I work on the contest website, where there are two types of users, ordinary site participants and judges. Everyone can use the drag and drop tool to order entries in a particular contest in the order in which they choose. When they are done, the corresponding login identifiers will be tied to the ranking, which can then be used to determine which entry in the contest received the highest average score. The winner will actually be determined by averaging the average values ββfor each group.
I hope that in fact I get a table indicating EVERY record in a particular competition with a heading, and then I show 3 values, avg_normal for this record, avg_judge for this record, and then these two values ββare added together and divided by two, therefore avg_normal and avg_judge each account account for 50% of avg_all. Finally, sort the table by avg_all.

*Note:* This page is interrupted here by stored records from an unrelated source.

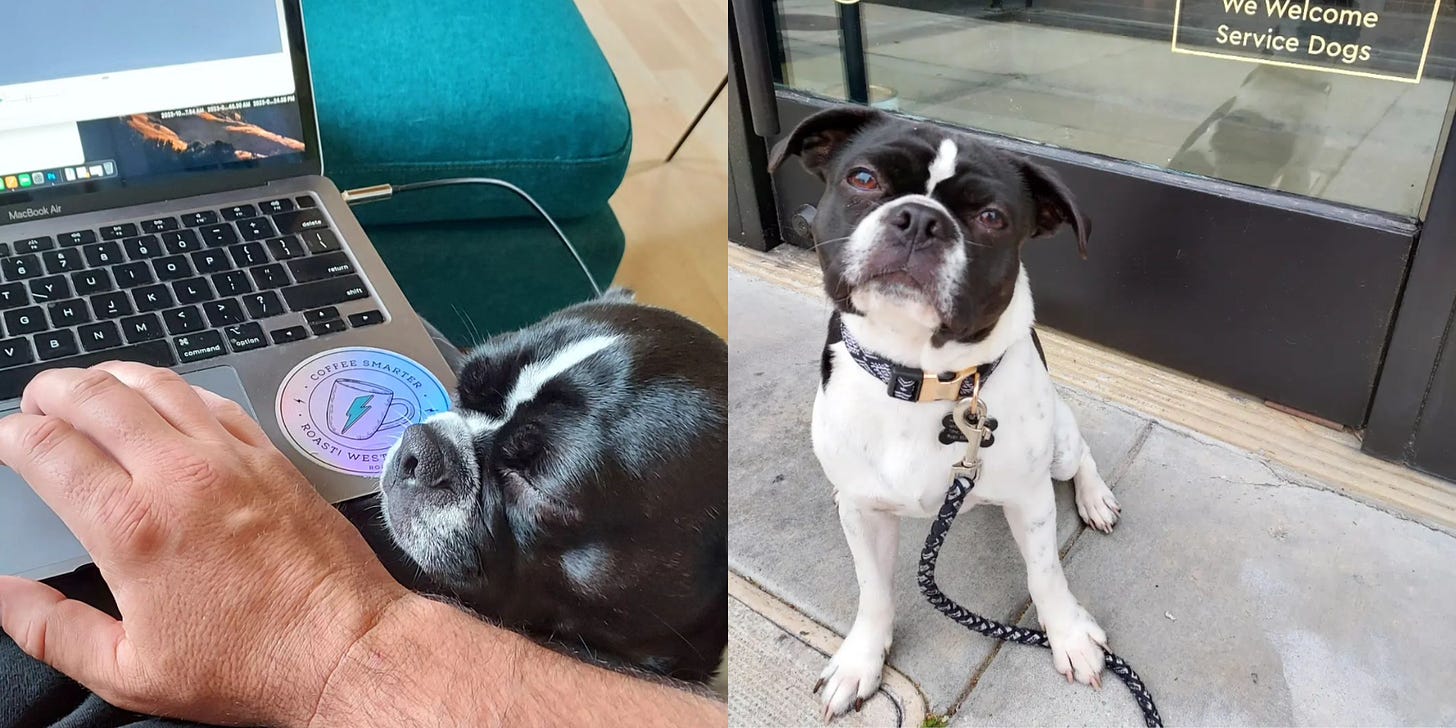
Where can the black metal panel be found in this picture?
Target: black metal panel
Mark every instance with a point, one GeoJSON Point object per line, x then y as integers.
{"type": "Point", "coordinates": [750, 195]}
{"type": "Point", "coordinates": [1283, 297]}
{"type": "Point", "coordinates": [1413, 418]}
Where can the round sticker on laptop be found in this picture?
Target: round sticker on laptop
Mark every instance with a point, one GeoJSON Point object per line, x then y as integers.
{"type": "Point", "coordinates": [345, 408]}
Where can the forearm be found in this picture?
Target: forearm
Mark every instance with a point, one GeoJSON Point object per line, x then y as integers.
{"type": "Point", "coordinates": [433, 664]}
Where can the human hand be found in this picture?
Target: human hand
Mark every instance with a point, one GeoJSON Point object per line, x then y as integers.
{"type": "Point", "coordinates": [239, 588]}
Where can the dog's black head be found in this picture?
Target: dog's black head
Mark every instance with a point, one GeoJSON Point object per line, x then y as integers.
{"type": "Point", "coordinates": [922, 223]}
{"type": "Point", "coordinates": [578, 487]}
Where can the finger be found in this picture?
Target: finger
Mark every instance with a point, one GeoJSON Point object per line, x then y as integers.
{"type": "Point", "coordinates": [233, 417]}
{"type": "Point", "coordinates": [169, 395]}
{"type": "Point", "coordinates": [66, 469]}
{"type": "Point", "coordinates": [96, 404]}
{"type": "Point", "coordinates": [69, 635]}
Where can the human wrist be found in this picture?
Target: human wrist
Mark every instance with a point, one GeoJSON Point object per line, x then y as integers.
{"type": "Point", "coordinates": [393, 674]}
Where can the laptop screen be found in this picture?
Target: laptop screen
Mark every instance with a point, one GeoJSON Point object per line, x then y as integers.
{"type": "Point", "coordinates": [101, 96]}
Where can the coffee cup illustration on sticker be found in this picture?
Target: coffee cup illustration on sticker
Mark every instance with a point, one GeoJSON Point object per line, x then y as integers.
{"type": "Point", "coordinates": [358, 409]}
{"type": "Point", "coordinates": [347, 408]}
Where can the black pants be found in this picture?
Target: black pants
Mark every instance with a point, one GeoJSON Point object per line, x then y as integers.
{"type": "Point", "coordinates": [32, 695]}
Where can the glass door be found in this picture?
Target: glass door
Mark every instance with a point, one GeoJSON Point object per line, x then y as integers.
{"type": "Point", "coordinates": [1257, 171]}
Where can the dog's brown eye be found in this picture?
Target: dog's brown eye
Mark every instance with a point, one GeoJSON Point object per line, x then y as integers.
{"type": "Point", "coordinates": [862, 178]}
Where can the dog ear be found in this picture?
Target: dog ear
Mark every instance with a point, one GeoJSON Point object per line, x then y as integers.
{"type": "Point", "coordinates": [819, 137]}
{"type": "Point", "coordinates": [1054, 204]}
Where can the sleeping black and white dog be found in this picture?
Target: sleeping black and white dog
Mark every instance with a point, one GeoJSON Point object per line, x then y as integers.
{"type": "Point", "coordinates": [577, 489]}
{"type": "Point", "coordinates": [919, 236]}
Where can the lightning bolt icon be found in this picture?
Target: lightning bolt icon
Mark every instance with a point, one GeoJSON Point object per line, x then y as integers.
{"type": "Point", "coordinates": [355, 411]}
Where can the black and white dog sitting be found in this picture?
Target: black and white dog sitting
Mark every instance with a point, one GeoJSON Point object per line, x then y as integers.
{"type": "Point", "coordinates": [919, 235]}
{"type": "Point", "coordinates": [578, 487]}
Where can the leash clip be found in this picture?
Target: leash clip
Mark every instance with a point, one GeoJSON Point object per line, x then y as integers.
{"type": "Point", "coordinates": [970, 418]}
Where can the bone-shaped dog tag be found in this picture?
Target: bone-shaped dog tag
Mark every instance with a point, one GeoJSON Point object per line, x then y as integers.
{"type": "Point", "coordinates": [970, 420]}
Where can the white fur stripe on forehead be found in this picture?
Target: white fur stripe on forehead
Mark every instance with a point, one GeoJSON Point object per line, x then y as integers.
{"type": "Point", "coordinates": [536, 374]}
{"type": "Point", "coordinates": [942, 166]}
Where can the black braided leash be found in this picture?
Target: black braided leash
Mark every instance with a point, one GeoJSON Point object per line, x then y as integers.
{"type": "Point", "coordinates": [925, 575]}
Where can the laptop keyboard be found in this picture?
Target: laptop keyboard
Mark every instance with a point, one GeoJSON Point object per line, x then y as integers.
{"type": "Point", "coordinates": [173, 290]}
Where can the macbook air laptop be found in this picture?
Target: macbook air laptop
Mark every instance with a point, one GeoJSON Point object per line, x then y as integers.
{"type": "Point", "coordinates": [163, 203]}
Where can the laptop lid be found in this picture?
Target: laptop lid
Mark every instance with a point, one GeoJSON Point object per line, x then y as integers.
{"type": "Point", "coordinates": [136, 101]}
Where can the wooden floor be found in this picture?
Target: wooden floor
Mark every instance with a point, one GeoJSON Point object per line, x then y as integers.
{"type": "Point", "coordinates": [669, 56]}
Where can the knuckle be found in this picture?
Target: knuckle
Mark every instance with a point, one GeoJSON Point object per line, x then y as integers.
{"type": "Point", "coordinates": [83, 386]}
{"type": "Point", "coordinates": [194, 472]}
{"type": "Point", "coordinates": [42, 438]}
{"type": "Point", "coordinates": [131, 523]}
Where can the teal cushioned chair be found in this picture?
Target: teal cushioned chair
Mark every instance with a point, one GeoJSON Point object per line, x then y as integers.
{"type": "Point", "coordinates": [510, 89]}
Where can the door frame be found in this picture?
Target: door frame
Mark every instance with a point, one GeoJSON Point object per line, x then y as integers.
{"type": "Point", "coordinates": [1402, 393]}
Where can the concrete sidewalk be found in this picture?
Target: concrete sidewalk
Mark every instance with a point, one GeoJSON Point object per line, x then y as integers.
{"type": "Point", "coordinates": [1241, 593]}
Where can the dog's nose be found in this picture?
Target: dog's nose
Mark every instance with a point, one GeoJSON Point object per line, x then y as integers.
{"type": "Point", "coordinates": [420, 460]}
{"type": "Point", "coordinates": [919, 226]}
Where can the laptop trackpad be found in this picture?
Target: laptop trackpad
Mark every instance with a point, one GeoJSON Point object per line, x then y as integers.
{"type": "Point", "coordinates": [34, 542]}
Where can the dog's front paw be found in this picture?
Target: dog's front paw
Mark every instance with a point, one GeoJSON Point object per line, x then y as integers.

avg_all = ((avg_normal + avg_judge) / 2)
They order entry_ids 1, 2, 3, 4, 5 in order. The ranking value starts from zero like this:
entry_id, entry_ranking, author_id 1, 0, 1 2, 1, 1 3, 2, 1 4, 3, 1 5, 4, 1
I hope to determine the average values ββon a scale from 1 to 100, so the input rating is 0 = 100 points, 1 = 90, 2 = 80, 3 = 70 and something higher than 4 = 5 points
Each user joins a group in a different table, so they are either a regular user or a judge
I want to write a query that finds
1.) Average user rating NORMAL
2.) Average JUDGE user rating
3.) The average of NORMAL and JUDGE SCORE.
Thus, average average user = 93.3333, average judge = 70, total average = 81.66665
Thanks to the answers below, both requests work like a champion.